The plan was originally proposed to allow larger vessels to ship oil to Bay Area refineries. The proposal coincided with refineries’ plans to process more Canadian tar sands oil once the Trans Mountain pipeline was completed. The dredging project would have also allowed the Port of Stockton to export more coal to Asia.
With the cancellation, the Bay Area avoids a host of environmental harms. The dredging activity would have harmed water quality and fish in the Bay. Larger vessels traveling at higher speeds as they transit to the navigation channel would have posed a greater risk of harm to endangered whales and other marine mammals from ship strikes and noise disruption. And processing dirtier oil at refineries would have increased air pollution for nearby communities.

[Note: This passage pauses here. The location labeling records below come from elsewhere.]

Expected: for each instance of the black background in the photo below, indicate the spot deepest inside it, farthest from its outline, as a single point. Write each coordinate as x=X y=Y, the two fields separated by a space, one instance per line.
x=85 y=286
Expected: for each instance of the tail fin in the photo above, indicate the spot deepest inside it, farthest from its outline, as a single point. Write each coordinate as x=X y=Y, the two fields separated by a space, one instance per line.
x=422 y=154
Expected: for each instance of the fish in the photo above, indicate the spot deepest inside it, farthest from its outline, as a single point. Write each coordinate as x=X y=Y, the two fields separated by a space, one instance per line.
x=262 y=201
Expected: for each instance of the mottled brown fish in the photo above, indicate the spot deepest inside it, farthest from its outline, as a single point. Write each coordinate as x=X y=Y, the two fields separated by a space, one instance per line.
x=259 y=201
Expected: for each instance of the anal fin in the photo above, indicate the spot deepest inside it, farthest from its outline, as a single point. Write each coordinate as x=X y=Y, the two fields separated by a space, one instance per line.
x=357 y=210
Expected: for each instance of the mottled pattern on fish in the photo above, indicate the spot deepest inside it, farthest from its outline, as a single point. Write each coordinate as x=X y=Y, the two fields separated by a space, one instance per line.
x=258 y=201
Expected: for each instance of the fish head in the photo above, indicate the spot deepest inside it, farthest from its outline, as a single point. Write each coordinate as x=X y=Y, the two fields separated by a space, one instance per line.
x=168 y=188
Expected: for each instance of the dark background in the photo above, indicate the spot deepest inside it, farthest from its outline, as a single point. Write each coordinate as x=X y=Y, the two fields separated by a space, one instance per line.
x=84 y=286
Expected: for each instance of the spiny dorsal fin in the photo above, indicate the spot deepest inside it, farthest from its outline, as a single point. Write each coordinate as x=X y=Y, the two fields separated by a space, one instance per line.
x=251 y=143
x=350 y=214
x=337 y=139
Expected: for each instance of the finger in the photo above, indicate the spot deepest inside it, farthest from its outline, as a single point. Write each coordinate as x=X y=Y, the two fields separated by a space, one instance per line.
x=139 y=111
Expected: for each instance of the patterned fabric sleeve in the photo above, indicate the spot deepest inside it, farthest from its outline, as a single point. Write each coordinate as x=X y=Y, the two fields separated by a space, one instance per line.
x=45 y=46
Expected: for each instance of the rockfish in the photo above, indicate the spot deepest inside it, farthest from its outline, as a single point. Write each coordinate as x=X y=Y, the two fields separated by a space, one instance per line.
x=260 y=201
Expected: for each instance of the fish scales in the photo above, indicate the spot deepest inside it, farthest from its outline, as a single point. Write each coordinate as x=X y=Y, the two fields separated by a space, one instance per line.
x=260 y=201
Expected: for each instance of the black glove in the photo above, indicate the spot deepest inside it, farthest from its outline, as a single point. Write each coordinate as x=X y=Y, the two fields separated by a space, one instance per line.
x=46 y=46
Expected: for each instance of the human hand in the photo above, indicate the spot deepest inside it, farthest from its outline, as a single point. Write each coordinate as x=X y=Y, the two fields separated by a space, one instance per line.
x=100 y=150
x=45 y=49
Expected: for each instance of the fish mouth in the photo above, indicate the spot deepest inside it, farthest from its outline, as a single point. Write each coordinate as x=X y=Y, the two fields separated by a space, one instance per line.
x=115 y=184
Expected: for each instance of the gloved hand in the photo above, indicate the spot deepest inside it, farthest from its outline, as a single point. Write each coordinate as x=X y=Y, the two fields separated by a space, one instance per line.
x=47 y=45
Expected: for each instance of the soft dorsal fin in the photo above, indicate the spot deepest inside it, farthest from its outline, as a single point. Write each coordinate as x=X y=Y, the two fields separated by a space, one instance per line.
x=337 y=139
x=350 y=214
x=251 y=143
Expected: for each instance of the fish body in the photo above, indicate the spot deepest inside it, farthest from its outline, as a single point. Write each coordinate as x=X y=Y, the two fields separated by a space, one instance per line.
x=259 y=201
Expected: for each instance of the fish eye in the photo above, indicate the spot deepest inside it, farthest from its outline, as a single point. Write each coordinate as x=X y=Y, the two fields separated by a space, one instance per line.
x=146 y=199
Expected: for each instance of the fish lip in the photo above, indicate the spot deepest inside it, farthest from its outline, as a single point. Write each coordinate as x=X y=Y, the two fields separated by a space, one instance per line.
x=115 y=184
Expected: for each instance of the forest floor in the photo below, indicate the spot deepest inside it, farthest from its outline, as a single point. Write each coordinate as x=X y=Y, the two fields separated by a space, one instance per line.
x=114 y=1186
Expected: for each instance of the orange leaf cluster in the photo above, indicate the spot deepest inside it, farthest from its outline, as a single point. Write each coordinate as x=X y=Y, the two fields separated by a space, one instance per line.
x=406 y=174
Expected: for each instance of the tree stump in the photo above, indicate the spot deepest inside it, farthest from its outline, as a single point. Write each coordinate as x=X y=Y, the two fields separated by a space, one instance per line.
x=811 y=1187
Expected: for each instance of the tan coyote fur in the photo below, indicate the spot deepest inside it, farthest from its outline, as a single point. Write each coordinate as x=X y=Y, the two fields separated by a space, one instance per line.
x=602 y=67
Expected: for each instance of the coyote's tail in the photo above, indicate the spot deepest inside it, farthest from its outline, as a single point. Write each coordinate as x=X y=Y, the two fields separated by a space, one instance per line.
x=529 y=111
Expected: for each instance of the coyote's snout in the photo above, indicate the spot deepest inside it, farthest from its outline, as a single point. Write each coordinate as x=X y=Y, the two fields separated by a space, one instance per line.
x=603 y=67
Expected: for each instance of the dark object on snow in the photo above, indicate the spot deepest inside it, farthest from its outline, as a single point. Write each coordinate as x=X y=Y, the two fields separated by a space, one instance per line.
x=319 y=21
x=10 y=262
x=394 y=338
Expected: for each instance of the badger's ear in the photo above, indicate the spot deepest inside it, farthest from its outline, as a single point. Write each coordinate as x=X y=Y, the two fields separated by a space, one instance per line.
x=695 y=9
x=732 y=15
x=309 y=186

“Communities near these dirty refineries can breathe a little easier knowing larger oil tankers will not be delivering huge tar sands shipments to their doorstep,” said Kretzmann. “The writing is on the wall for fossil fuel companies. The refineries are already laying off workers. We need a just transition to make sure we responsibly phase out fossil fuels and move to a cleaner future.”
The Army Corps explained that it withdrew the plan after no local agencies were willing to share the costs. The Port of Stockton and Contra Costa County were among those local agencies that declined to partner with the Army Corps on the project, after advocacy groups raised alarms about the dangers.
The Army Corps also failed to certify an environmental impact study after the Center and local community groups criticized the draft study’s inadequate analysis of environmental harm.